PIK-LPJmL / LandInG

The Land Input Generator (LandInG) contains a collection of scripts to derive basic input datasets for terrestrial ecosystem models from diverse and partially conflicting data sources.
https://doi.org/10.5194/gmd-16-3375-2023
GNU Affero General Public License v3.0
7 stars 1 forks source link

Error in { : task 699 failed - "Loop 0 is not valid: Edge 0 crosses edge 71" Calls: %dopar% -> <Anonymous> #3

Closed AdrienDams closed 2 months ago

AdrienDams commented 2 months ago

I am trying to simply run GADM with the default grid and the last GADM files (4.10).

While running 5_map_districts_to_grid_intersection.R, I have this error:

...
** Processing ZAF **
** Processing ZMB **
** Processing ZMB **
** Processing ZNC **
** Processing ZWE **
Error in { : 
  task 699 failed - "Loop 0 is not valid: Edge 0 crosses edge 71"
Calls: %dopar% -> <Anonymous>
In addition: There were 50 or more warnings (use warnings() to see the first 50)
Execution halted

Any idea what I should do?

sostberg commented 2 months ago

Which step is this exactly? Step 5 should be 5_map_districts_to_grid_intersection.R, whereas step 3 would be 3_map_countries_to_grid_collection.R. Since the error message is for a %dopar% loop I'm assuming it is either step 2 or step 5. Unfortunately, the %dopar% loops can be a little bit hard to debug.
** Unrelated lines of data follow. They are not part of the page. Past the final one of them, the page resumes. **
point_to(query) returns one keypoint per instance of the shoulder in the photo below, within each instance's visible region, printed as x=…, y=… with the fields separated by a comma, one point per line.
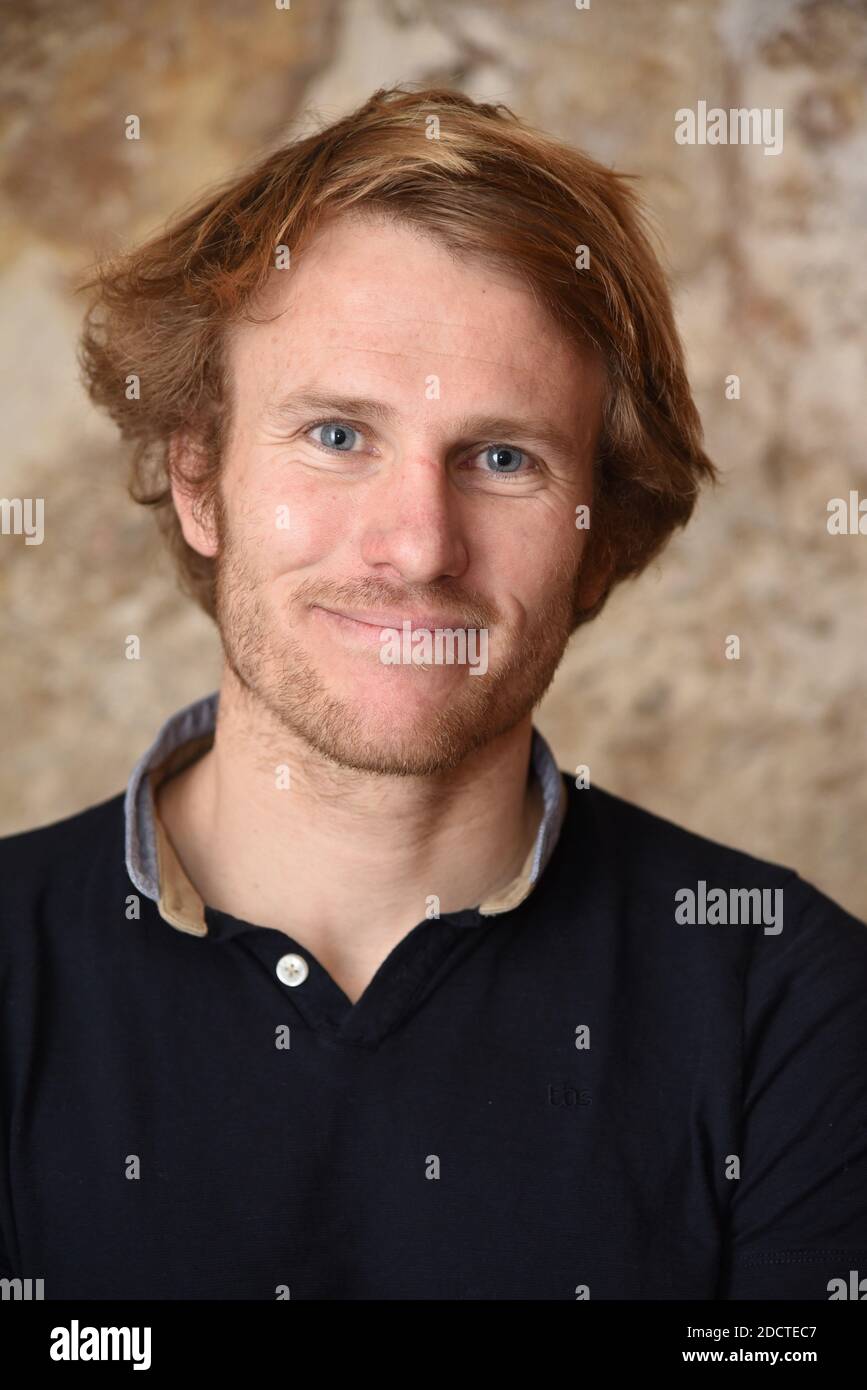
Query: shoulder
x=52, y=858
x=653, y=859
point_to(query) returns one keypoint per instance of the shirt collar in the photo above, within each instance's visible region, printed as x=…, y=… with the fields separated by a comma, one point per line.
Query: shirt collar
x=157, y=873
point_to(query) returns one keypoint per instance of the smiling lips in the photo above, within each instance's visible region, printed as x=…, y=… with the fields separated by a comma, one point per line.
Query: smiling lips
x=378, y=620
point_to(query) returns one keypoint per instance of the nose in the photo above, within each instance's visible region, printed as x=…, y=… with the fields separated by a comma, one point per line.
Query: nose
x=413, y=524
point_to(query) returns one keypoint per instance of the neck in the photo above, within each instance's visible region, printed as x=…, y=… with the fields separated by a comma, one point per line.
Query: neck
x=342, y=854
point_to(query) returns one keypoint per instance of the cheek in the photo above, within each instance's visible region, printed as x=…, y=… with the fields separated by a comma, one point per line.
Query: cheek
x=285, y=521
The error message sounds like there is a problem with the polygon geometry.

AdrienDams commented 2 months ago

My mistake, I am running 5_map_districts_to_grid_intersection.R now. Step 3 and 4 are done

sostberg commented 2 months ago

Do you run the script in parallel mode or on sequential mode?

AdrienDams commented 2 months ago

Sequential right now, is it better to try on parallel? It was quite fast like this

sostberg commented 2 months ago

According to the error message the error occurred in task 699. I am not sure if %dopar% aborted right away when that error occurred or whether it finished all other tasks and only reported the error at the end. You could compare the number of files in the by_country_districts directory with the number of files in grid_intersection_*_districts

AdrienDams commented 2 months ago

Only URY2* files are missing

sostberg commented 2 months ago

Okay. So this means that the error occurred in the shape file for URY2.
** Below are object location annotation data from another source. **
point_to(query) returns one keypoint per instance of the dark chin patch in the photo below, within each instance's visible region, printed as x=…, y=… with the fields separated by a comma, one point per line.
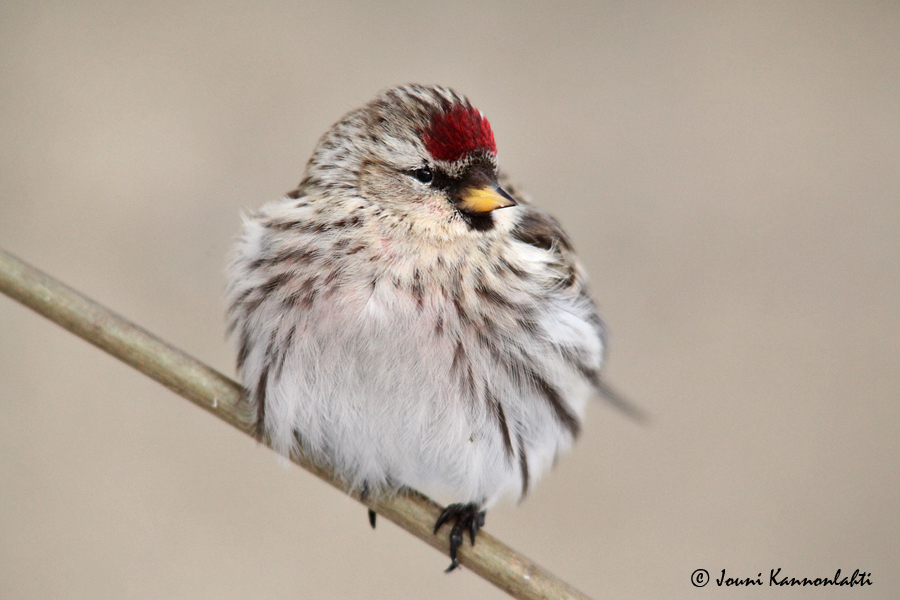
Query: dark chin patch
x=478, y=221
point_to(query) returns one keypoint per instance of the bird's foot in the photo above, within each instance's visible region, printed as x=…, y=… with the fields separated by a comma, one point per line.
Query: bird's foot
x=363, y=494
x=467, y=517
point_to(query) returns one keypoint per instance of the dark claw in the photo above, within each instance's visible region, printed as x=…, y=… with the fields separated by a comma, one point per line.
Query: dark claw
x=466, y=517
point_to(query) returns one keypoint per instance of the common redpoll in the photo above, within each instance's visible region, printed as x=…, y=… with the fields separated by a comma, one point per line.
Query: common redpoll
x=406, y=320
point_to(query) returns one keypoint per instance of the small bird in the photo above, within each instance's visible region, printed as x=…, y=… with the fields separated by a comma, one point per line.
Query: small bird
x=408, y=318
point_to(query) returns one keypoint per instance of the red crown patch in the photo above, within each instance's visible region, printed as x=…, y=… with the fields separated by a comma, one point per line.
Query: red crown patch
x=458, y=132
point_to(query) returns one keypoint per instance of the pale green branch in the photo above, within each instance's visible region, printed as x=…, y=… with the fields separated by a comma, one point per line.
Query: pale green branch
x=221, y=396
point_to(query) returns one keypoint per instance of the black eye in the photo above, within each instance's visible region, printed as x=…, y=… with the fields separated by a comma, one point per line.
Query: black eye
x=424, y=174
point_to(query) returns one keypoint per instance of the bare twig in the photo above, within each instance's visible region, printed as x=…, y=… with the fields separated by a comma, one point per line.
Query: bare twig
x=222, y=397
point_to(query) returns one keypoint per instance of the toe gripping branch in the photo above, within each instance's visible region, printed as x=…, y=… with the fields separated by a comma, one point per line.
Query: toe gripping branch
x=467, y=517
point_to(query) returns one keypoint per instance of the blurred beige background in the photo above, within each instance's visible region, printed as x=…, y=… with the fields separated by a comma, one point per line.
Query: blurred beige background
x=731, y=178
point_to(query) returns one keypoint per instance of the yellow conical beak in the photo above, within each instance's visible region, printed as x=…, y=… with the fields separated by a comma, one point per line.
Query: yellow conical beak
x=485, y=199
I would propose to run the script again but stop execution before the intersection_loop in line 241. You can do this by adding a stop("Test") right before line 241.

Then find the index for "URY2" in country_shapes . It may be the only item left in country_shapes. Set cindex to that value (1 if URY2 is the only item) and manually run the code within the %dopar% loop (line 246-412). This should allow you to find out exactly which function causes the error.

The code already has a check for invalid geometry and tries to correct that so I am not sure why the code still failed in your case.

sostberg commented 2 months ago

This Github issue may explain a similar issue.

The fix suggested there is to turn off spherical geometry in the sf package by running sf_use_s2(FALSE). Then run st_make_valid() on the corrupted geometry before trying any other spatial operation.

Note that LandInG was developed using an old version of sf (version 0.8–1) which did not include spherical geometry, yet. This functionality was only added in sf version 1. So newer versions of sf may behave slightly differently than the version used for development.

I am not sure if running the URY2 shape with spherical geometry switched off creates any incompatibility with the other country shapes, which have been processed with spherical geometry switched on.

AdrienDams commented 2 months ago

I have tried your solution to use sf_use_s2(FALSE) just for URY2, and also use it to recreate all grid_intersection_30arcmin_districts files. In both cases, step 5 is working without error messages.

However in step 6, I am getting the error message below. Do you think this is linked?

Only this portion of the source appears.